SO2.b. Develop cooperative navigation techniques based on distributed measurements propagated through acoustically delayed sensing network.

  • a navigation filter using DVL and delayed USBL measurements fused via an extended Kalman filter was developed for the purpose of providing a smooth navigation for all the three agents (surface, underwater and diver)
  • an algorithm for maximizing observability of the navigation system by using extremum seeking has been developed and tested.
    • The mobile beacon, used to track the underwater target, steers in such a way to reduce the cost function which gives a measure of observability.
    • the advantages are: this is a model-free approach, constant disturbances are automatically compensated, and there is no need of a priori knowledge of the tracked vehicle trajectory
  • a single beacon navigation system was implemented for the purpose of navigation using only ranging devices, without angle measurements, using the maximization of the Fisher information matrix. The developed and integrated system consists of an estimator, planner and tracking modules
    • conducted trials have shown good results with the surface vehicle asymptotically tracking the underwater target


SO2.c. Execution of compliant BUDDY tasks initiated by hand gestures.
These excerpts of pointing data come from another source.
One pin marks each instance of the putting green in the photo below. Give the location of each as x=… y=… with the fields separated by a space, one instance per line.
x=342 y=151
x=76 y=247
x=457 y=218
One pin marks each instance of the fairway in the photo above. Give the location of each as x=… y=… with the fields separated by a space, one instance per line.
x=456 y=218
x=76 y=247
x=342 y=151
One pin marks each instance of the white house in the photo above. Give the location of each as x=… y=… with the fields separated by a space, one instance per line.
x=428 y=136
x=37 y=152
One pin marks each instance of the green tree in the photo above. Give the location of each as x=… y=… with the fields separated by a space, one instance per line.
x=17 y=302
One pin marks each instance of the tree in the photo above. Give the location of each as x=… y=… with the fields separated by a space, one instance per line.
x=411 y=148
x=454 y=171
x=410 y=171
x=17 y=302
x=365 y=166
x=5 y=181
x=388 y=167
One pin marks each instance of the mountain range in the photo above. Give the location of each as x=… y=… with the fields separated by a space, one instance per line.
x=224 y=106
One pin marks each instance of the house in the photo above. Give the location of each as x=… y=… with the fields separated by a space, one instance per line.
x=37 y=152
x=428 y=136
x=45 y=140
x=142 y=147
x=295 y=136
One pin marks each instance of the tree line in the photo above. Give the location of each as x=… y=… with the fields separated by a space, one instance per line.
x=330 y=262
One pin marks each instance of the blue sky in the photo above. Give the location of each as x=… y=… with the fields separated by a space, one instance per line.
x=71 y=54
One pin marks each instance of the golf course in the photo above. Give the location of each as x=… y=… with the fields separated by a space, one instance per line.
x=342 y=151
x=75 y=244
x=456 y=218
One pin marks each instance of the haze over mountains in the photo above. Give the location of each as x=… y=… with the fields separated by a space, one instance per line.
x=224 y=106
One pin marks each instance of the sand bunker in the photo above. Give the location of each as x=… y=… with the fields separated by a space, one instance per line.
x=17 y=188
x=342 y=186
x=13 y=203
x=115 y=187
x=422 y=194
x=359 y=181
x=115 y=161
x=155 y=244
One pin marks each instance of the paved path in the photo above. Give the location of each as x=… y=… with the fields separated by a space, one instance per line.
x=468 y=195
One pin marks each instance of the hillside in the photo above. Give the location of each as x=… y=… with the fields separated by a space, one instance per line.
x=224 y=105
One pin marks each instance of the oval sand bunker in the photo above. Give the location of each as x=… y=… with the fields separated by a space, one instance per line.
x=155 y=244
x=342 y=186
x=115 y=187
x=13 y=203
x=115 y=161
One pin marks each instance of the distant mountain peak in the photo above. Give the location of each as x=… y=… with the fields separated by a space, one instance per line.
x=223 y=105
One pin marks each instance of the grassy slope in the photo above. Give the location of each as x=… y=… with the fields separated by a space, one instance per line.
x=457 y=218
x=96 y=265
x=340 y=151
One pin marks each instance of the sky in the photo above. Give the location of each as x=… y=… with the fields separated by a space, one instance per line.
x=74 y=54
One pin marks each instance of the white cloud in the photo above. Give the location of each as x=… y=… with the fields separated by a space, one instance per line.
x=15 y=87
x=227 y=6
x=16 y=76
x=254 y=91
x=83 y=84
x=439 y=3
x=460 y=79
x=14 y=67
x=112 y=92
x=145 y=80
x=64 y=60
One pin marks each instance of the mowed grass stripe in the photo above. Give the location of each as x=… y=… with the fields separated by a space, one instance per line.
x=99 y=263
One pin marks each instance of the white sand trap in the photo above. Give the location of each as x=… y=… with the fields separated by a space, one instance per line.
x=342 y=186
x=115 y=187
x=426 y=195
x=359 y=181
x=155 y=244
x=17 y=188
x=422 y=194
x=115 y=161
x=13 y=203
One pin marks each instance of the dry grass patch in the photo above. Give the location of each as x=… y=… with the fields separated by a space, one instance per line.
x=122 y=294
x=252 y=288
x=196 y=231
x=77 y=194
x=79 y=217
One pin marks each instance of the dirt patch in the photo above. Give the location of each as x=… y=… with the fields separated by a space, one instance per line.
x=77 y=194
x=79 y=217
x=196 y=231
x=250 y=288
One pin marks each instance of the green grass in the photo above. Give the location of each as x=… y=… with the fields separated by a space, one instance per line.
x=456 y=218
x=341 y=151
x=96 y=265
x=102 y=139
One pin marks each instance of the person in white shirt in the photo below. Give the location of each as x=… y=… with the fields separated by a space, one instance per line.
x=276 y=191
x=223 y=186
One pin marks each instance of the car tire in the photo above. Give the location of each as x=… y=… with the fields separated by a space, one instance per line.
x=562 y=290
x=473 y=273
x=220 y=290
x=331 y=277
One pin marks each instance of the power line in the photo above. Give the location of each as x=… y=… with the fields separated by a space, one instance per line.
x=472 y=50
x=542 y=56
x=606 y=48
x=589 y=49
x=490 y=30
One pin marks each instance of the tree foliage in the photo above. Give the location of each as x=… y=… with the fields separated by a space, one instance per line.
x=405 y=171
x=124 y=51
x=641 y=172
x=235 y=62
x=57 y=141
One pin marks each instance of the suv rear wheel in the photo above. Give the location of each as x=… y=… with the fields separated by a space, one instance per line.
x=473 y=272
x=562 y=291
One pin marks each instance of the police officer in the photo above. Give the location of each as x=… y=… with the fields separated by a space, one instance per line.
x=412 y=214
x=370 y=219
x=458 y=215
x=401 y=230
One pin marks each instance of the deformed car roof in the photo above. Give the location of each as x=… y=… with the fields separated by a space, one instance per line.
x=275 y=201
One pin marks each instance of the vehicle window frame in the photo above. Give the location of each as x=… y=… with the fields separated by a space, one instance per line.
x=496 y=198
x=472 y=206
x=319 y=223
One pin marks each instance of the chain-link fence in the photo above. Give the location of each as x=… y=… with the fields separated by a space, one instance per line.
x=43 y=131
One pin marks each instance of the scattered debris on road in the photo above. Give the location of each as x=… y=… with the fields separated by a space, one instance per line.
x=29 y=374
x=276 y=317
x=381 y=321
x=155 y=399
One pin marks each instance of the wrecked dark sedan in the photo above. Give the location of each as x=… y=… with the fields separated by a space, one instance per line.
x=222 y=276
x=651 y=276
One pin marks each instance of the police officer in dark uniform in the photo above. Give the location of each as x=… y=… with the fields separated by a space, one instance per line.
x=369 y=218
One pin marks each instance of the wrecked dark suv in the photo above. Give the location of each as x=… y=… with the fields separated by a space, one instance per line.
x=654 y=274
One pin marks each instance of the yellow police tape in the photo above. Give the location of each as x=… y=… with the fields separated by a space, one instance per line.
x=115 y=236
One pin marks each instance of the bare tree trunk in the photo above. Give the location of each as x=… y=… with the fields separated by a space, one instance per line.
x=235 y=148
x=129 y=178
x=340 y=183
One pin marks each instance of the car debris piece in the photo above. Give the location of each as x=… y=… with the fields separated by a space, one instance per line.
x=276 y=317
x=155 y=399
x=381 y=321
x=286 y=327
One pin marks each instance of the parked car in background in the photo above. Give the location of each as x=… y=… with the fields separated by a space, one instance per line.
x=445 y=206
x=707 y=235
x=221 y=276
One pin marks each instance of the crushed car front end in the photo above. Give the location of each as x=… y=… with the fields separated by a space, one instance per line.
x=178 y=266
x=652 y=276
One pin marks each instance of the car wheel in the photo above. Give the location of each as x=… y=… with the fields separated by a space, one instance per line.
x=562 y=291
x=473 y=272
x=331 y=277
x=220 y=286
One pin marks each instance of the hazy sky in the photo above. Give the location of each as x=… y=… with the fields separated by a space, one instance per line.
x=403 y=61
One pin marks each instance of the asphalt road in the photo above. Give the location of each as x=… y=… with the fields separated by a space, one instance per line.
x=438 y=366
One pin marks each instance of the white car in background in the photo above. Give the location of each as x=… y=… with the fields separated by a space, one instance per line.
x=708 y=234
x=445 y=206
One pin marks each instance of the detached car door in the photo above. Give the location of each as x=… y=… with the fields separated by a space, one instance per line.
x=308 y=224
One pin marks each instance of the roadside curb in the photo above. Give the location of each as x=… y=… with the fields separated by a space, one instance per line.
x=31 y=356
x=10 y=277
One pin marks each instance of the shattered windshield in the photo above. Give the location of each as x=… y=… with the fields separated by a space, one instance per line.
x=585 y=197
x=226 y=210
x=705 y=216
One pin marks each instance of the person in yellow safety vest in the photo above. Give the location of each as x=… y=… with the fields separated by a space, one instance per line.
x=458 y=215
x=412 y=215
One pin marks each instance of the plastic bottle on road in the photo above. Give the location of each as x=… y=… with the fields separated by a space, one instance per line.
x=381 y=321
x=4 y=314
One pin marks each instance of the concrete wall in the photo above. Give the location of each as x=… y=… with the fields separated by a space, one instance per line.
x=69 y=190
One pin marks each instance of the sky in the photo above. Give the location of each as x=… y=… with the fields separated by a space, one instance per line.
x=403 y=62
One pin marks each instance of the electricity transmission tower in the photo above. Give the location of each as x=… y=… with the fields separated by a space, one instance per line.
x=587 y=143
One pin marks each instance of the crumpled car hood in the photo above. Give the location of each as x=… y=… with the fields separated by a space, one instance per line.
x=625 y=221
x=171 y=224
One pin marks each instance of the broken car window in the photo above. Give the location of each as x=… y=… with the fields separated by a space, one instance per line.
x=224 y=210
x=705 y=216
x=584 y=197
  • the aim of providing a compliant behaviour of the overall robotic system, with respect to the command issued by the diver, is made available through the development of an automatic selection system for the execution of the proper autonomous robotic tasks.


SO3. Develop a cognitive mission (re)planner which functions based on interpreted diver gestures that make more complex words.

SO3.a. Develop an interpreter of a symbolic language consisting of common diver hand symbols and a specific set of gestures.

  • language of communication between the diver and the robot based on gestures, called CADDIAN, has been developed – a total of 52 symbols have been defined, together with the „slang“ group of symbols for better acceptance by the diving community
  • A fault tolerant symbolic language interpreter was developed, allowing robust interpretation of the commands issued by the diver to BUDDY. The developed software comprises a Diver gesture classifier, Phrase Parser, Syntax checker, Command dispatcher, and Tablet Feedback.

SO3.b. Development of an online cognitive mission replanner.

  • Modular framework of the mission controller was designed and developed with the aim of managing the state tracking, task activations and reference generation that fulfils the requirements in order to support the diver operations. The framework is based on Petri Nets enhanced with mutual exclusive and conflict-free mission control.


The central point of year 2 of the project were 1st validation trials that took place in Biograd na Moru, Croatia in October 2015. The research results that were demonstrated focused on five experiments that were successfully executed. Validation procedure was defined for each experiment.
In the third year of the project, focus was placed on preparing all the required algorithms for the final validation trials. A software integration week was organized in May in Zagreb during which simulations were carried out along with real diver data acquisition that proved out to be really useful to integrate software developed by different partners and to take notes on what needs further development. Final validation trials took place in October 2016 in Biograd na Moru, Croatia where all the developed algorithms were evaluated by end-user divers.